4. Similarly, the Competent Authority found some area of the disputed land inconstructible in view of the passing of the high tension grid line through it. Learned Assistant Government Pleader Shri Sompura has relied on the ruling of this Court in the case of Raiyabhai Arjanbhai v. State of Gujarat and another reported in 1993(1) Gujarat Current Decisions 752 to justify the aforesaid conclusion of the author of the order at Annexure D to this petition. It appears that the aforesaid view taken by this Court in its aforesaid ruling has not been accepted in toto by the Division Bench of this Court in its unreported ruling in Letters Patent Appeal No. 450 of 1993 decided on 8th April 1994. That appeal arose from the decision in Special Civil Application No. 2970 of 1991. It transpires from the record that the decision in the aforesaid writ petition was passed on placing reliance on the aforesaid ruling of this Court in the case of Raiyabhai Arjanbhai (supra). The Division Bench of this Court in its aforesaid unreported ruling has held that certain area would be inconstructible if a high tension grid line of 66 KV is passing through a parcel of land. The aforesaid Division Bench ruling of this Court is obviously binding to this Court. It has taken a view different from the aforesaid ruling of this Court in Raiyabhai Arjanbhai (supra) decided by the learned single Judge of this Court. I am required to follow the aforesaid Division Bench ruling of this Court sitting as a single Judge. Even otherwise, I am in respectful agreement therewith.
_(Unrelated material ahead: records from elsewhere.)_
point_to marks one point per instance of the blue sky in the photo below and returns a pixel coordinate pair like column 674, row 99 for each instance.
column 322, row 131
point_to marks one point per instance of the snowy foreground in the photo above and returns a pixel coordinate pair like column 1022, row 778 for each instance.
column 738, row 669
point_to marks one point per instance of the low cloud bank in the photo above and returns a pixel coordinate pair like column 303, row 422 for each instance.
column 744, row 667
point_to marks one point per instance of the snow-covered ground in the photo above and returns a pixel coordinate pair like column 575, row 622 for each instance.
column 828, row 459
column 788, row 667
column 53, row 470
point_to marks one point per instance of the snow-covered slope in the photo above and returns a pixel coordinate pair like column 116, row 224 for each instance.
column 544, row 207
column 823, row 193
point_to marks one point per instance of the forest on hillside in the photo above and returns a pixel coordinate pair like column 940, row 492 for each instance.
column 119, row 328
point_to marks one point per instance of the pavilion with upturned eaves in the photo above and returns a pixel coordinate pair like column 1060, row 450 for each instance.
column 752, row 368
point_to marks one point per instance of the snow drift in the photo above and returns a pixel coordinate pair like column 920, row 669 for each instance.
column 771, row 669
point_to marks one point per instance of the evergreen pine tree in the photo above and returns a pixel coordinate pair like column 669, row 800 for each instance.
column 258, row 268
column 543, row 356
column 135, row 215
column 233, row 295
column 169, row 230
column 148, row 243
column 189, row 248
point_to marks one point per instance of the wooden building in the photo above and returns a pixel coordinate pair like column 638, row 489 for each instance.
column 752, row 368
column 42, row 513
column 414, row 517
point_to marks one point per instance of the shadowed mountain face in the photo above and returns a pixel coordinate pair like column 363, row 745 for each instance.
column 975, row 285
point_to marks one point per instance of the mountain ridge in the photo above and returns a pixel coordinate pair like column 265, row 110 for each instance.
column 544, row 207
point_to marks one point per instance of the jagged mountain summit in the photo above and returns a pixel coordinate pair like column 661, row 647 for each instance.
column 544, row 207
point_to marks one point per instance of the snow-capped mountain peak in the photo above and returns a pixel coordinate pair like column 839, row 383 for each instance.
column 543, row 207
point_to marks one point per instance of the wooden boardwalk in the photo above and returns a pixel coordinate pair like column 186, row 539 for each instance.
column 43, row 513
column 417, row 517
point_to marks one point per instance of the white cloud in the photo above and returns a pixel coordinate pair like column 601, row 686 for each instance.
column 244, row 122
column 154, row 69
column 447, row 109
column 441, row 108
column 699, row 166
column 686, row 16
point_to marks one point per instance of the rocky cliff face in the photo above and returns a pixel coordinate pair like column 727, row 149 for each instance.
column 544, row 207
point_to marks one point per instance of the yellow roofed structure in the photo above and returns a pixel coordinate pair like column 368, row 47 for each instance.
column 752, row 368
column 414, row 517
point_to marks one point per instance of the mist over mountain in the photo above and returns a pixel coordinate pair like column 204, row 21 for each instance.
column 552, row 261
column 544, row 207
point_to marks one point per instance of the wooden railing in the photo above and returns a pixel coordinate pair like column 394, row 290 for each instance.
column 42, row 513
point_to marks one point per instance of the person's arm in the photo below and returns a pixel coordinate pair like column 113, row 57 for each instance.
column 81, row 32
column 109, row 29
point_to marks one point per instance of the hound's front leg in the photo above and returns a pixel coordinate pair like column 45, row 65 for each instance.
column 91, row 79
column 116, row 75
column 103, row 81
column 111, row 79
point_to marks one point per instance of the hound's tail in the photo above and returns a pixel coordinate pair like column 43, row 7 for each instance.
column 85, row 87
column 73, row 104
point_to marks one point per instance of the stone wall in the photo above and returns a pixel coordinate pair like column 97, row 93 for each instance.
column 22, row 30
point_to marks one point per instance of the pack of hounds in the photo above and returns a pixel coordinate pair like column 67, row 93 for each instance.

5. The petitioner in this case has produced at Annexure E to this petition one certificate issued on 5th September 1988 by the Deputy Engineer (O&M) of Gujarat Electricity Board at Pandesara. I am informed at the Bar that it was produced before the Competent Authority as well. It transpires therefrom that a high tension grid line of 66 KV is passing through the disputed land. It has also been mentioned therein about inconstructible area to certain extent therein in view of Rules 79 and 80 of the Indian Electricity Rules, 1956. The exact inconstructible area in that context will have to be ascertained afresh in the context of the aforesaid Division Bench ruling of this Court.
6. In view of my aforesaid discussion, I am of the opinion that the impugned order at Annexure D to this petition cannot be sustained in law. It has to be quashed and set aside. However, in view of peculiar facts and circumstances of the case, it is not desirable to restore the order at Annexure B after upsetting the impugned order at Annexure D to this petition. Instead, it will be in the fitness of things to remand the matter to the Competent Authority at Surat for restoration of the proceeding to file and for his fresh decision according to law in the light of this judgment of mine. It will be open to the petitioner to bring on record the relevant material for showing the exact inconstructible area on account of passing of the high tension grid line through the disputed land as also the material regarding passing of the road laid by the SUDA together with the margin which would render certain area from the disputed land inconstructible. The order at Annexure B to this petition will have therefore be set aside for the purpose. It will also be open to the petitioner to contend that the properties held by the petitioner were joint Hindu family properties in his hand and other co-parceners have interest therein.
7. In the result, this petition is accepted. The order passed by the State Government on 27th February 1996 at Annexure D to this petition is quashed and set aside. The order passed by the Competent Authority at Surat on 23rd February 1988 at Annexure B to this petition is also quashed and set aside. The matter is remanded to the Competent Authority at Surat for restoration of the proceeding to file and for his fresh decision according to law in the light of this judgment of mine. Rule is accordingly made absolute to the aforesaid extent with no order as to costs.